2020 Sappi Southern Africa Corporate Citizenship Report


According to the United Nations, water use has grown at more than twice the rate of population increase in the last century. We need to refresh the way we conserve, manage, and distribute this precious resource.

What is this about?

Globally, one in three people live without sanitation, which causes unnecessary disease and death. Although huge strides have been made across the world regarding access to clean drinking water, lack of sanitation is undermining these advances. If we provide affordable equipment and education in hygiene practices, we can stop this senseless suffering and loss of life.

Why is this a priority goal and why does it matter?

For South Africa: The South African government is warning that the country could run out of water by 20304. South Africa is classified as a water-stressed country, receiving annual rainfall of 492 mm in comparison with 958 mm in the rest of the world. As our population grows, so does the demand for freshwater. At the same time, climate change is impacting our water resources.

For Sappi: Our pulp and paper operations are highly dependent on the use and responsible management of water resources. Water is used in all major process stages, including raw materials preparation (wood chip washing), pulp cooking, washing and screening, and paper machines (pulp slurry dilution and fabric showers). Water is also used for process cooling, materials transport, equipment cleaning, general facilities operations, and to generate steam for use in processes and on-site power generation and various other purposes.

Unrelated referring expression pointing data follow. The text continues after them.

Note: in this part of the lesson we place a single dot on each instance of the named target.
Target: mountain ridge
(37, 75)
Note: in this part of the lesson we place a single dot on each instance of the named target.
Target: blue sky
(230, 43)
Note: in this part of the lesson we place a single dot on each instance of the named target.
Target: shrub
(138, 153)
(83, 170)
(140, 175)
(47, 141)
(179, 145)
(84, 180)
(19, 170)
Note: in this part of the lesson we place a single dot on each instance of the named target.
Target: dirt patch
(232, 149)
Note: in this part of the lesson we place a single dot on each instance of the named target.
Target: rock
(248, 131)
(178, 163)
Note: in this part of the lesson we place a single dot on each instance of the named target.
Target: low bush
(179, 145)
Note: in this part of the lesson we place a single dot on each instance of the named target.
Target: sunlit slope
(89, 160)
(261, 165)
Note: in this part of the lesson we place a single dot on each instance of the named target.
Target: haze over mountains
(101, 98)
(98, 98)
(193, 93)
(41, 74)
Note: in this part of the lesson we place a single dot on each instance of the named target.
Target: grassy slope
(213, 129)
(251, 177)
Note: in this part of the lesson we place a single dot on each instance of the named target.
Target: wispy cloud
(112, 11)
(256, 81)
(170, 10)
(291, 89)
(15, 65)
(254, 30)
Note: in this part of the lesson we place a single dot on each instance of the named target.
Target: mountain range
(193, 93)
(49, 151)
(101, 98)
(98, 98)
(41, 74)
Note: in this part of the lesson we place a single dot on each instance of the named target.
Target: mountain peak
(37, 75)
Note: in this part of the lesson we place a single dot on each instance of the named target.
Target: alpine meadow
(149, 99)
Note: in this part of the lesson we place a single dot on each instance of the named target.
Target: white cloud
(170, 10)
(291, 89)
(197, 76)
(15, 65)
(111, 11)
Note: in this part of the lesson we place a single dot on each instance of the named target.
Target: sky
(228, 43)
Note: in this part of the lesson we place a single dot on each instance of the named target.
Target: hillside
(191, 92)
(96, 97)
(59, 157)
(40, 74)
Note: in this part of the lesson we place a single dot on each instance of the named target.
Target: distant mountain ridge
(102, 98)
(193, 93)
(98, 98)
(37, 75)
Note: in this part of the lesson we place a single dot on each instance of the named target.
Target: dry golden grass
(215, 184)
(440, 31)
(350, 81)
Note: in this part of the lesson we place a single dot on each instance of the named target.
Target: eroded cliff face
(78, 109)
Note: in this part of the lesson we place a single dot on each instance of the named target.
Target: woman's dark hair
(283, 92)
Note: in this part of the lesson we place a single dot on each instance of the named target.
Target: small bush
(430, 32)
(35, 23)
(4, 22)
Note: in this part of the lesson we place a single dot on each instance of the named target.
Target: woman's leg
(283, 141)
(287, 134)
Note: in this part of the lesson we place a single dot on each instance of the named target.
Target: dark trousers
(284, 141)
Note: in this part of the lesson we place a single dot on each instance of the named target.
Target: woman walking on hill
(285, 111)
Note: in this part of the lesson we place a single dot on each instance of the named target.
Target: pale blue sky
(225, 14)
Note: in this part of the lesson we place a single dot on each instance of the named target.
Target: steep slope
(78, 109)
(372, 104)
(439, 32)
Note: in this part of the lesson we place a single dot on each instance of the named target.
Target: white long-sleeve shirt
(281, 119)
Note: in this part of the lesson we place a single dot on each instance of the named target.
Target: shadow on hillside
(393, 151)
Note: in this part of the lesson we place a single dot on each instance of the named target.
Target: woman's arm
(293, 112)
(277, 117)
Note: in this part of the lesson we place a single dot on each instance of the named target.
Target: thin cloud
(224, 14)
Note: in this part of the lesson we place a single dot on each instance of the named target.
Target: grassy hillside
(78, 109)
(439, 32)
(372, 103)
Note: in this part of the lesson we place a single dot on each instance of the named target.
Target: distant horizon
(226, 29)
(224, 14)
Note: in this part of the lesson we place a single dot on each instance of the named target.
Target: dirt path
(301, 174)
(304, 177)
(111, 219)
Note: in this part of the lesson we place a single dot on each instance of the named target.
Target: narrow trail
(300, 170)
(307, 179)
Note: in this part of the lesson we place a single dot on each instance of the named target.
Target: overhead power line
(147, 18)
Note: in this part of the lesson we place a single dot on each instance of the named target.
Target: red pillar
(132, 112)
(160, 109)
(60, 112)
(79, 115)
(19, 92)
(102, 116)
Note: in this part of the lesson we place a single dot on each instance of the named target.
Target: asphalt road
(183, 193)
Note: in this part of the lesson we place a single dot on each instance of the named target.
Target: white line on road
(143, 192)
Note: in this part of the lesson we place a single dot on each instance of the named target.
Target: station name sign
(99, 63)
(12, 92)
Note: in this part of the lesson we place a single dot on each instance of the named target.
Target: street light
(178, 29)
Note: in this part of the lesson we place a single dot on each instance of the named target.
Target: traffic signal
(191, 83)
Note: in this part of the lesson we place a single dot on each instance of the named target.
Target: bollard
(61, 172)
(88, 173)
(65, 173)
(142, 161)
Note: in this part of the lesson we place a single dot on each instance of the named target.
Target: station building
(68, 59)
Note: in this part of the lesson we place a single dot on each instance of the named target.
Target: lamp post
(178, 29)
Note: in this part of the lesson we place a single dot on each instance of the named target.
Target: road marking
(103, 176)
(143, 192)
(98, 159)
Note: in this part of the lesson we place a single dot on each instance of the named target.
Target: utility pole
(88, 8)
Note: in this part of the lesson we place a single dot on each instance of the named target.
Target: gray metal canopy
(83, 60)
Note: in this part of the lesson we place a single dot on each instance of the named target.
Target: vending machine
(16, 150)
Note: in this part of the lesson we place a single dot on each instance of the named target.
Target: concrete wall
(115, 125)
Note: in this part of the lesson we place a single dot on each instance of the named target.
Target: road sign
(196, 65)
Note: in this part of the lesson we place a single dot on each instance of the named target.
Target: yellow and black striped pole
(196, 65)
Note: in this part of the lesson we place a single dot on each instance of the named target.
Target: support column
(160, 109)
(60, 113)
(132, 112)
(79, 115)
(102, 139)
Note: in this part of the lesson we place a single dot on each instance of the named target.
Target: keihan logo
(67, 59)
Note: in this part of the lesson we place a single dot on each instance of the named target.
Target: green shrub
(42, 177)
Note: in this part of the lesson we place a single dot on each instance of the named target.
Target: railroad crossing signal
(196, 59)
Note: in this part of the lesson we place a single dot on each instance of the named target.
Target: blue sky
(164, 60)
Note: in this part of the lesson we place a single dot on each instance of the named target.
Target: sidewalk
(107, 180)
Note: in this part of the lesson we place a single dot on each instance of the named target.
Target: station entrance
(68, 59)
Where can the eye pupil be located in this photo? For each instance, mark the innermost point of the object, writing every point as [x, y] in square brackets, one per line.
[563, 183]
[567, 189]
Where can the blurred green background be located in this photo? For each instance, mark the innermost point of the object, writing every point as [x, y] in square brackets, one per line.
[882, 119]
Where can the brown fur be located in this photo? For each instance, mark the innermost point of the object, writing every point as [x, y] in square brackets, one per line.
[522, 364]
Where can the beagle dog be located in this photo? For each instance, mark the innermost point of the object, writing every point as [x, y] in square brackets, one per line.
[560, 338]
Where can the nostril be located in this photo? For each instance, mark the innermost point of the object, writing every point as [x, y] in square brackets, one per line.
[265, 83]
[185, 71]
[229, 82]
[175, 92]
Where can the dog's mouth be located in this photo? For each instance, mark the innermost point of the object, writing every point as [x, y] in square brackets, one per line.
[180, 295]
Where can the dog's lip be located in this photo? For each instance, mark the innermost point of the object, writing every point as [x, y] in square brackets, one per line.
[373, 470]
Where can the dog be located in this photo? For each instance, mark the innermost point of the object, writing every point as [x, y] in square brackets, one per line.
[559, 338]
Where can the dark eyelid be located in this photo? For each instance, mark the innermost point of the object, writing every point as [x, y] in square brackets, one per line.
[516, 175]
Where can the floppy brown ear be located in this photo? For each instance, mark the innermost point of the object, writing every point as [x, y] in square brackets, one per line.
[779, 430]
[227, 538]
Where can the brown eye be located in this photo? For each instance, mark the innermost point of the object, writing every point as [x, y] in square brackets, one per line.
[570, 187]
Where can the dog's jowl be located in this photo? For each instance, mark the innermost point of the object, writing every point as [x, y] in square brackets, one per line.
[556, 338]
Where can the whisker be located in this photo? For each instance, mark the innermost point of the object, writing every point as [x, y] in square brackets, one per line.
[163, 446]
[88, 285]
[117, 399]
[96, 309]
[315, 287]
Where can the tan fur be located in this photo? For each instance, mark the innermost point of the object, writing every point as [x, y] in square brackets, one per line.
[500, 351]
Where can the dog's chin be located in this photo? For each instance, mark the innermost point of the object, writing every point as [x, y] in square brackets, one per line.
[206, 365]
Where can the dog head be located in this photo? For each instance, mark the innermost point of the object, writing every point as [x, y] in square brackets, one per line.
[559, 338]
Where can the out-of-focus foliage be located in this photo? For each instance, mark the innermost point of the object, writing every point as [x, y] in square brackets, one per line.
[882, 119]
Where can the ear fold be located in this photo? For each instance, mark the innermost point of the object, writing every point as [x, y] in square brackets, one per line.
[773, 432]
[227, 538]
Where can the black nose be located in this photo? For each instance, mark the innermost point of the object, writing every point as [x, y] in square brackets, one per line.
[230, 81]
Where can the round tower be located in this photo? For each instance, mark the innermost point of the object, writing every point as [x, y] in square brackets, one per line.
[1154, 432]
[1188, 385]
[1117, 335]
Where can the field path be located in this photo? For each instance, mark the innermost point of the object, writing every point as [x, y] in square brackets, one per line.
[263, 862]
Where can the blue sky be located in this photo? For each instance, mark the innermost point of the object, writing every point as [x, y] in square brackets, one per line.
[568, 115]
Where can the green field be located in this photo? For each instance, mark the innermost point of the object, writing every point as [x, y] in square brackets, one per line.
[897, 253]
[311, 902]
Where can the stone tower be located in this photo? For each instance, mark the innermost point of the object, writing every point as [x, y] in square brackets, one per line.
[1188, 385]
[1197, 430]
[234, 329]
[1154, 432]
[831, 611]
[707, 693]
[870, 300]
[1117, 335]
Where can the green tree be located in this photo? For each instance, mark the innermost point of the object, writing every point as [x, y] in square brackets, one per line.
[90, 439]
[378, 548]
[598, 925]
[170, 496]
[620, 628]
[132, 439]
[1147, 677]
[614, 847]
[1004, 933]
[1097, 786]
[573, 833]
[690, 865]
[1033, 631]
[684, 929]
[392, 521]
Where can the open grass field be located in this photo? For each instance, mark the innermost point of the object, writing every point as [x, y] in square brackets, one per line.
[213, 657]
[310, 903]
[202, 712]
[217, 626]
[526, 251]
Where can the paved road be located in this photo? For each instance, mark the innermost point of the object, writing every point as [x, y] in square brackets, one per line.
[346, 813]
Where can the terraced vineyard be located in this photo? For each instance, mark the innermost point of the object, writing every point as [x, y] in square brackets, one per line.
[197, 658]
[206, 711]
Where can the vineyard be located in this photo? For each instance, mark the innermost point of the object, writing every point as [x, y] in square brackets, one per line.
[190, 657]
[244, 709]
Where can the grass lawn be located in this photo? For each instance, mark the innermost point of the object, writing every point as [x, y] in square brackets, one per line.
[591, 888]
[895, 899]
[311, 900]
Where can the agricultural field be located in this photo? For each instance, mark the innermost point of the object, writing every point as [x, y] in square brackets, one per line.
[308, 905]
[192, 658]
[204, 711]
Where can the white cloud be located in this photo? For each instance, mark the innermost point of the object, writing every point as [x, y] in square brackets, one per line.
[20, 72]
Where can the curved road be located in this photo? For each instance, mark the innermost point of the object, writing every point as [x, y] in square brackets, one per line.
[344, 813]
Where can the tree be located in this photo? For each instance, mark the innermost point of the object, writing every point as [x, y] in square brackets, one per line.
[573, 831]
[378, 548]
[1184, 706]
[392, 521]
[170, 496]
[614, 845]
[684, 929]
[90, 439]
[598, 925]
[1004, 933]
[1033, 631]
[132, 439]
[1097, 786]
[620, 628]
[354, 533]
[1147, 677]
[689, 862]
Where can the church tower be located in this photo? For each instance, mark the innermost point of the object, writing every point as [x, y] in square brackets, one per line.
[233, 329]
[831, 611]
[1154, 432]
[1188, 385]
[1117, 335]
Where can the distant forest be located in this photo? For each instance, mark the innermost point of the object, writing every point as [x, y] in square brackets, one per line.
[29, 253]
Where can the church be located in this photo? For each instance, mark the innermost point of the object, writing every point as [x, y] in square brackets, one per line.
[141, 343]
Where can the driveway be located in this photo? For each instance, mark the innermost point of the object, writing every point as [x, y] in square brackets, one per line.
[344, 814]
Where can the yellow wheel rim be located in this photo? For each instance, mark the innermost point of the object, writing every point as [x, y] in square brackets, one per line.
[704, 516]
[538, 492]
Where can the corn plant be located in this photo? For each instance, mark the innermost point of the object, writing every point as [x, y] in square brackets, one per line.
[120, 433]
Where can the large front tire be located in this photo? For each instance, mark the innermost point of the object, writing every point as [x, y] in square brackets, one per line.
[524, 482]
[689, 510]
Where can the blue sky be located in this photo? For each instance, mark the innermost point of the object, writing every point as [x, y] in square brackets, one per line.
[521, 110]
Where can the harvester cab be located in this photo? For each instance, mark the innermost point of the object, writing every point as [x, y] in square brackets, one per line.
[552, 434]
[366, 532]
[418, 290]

As with all types of agriculture, our plantations rely on rainfall to grow.

4 https://www.enca.com/news/government-warns-sa-will-run-out-water-2030

We delineate riparian zones, ensuring that these are kept free from commercial trees and that corridors for wildlife are created.
Commercial forestry

Plantations account for 3% of total water use in South Africa, while agriculture and crop irrigation use approximately 60%.

What is Sappi doing about it?

Water management is included in our mill operational environmental management plans, which are reviewed and updated annually. We have prioritised water-use efficiency in our mills – for example, Vulindlela, our expansion project at Saiccor Mill, will result in this metric improving by 17%. Since 2014, we have reduced specific water usage by 18.1%.

We make water available to neighbouring communities, providing the Bhamjees informal settlement close to Ngodwana Mill with treated water. During the recent drought, Lomati Mill sent water tankers to the local community.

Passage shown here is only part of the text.